Netflix (NASDAQ:NFLX) is an interesting business to investigate, as its revenue and stock price have been quite volatile. A look into the Q1 2013 results for Netflix NFLX shows that their three avenues of business (domestic streaming, international streaming and domestic DVD) have changed quite a lot over just the past year. And while in the past NFLX concentrated on their domestic markets (streaming and DVD), it is now also working hard to bring its international streaming revenue up to scratch. We can see that there is now a clear trend of declining domestic DVD revenues, increasing domestic streaming revenues, and increasing international streaming revenues.
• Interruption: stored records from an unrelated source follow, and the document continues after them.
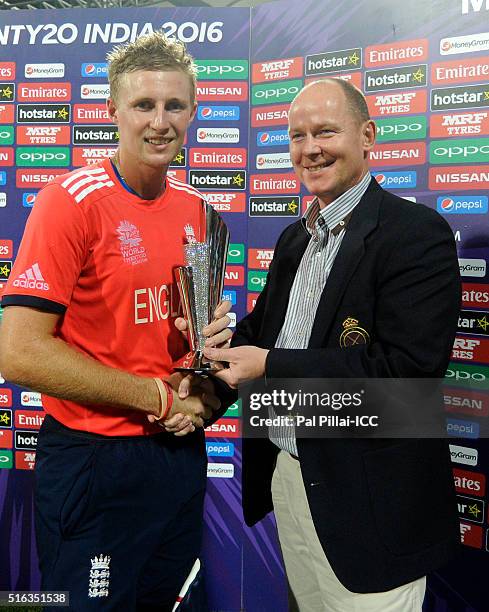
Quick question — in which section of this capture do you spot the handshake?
[147,301,232,436]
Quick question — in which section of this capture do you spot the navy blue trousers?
[35,416,207,612]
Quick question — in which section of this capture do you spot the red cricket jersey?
[2,160,205,436]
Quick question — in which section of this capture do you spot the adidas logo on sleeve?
[13,263,49,291]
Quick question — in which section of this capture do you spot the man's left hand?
[204,346,268,389]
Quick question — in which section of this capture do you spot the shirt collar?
[301,172,372,236]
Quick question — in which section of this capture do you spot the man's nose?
[150,107,169,131]
[302,134,321,155]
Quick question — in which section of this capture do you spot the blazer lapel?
[309,178,382,348]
Domestic Streaming Revenue Growth
In regards to its domestic streaming segment, it would appear that NFLX has been making all the right moves lately. In Q1 2013, for the first quarter ever, profits from domestic streaming ($131 million) exceeded profits from domestic DVD's ($113 million). This could partly be attributed to NFLX's exclusive content (especially the new show House of Cards) that brought in many new members, and improved member satisfaction as NFLX continues to improve their service. I believe that making a multi-year deal with Time Warner (NYSE:TWX) for new shows will be a large driving force for retaining members and attracting new members and we will see numerous shows available for streaming on NFLX in future, including Revolution (NBC), The Following (Fox), Longmire (A&E) and Political Animals (NYSE:USA). NFLX management predicts that domestic streaming revenue will continue to increase in Q2 2013.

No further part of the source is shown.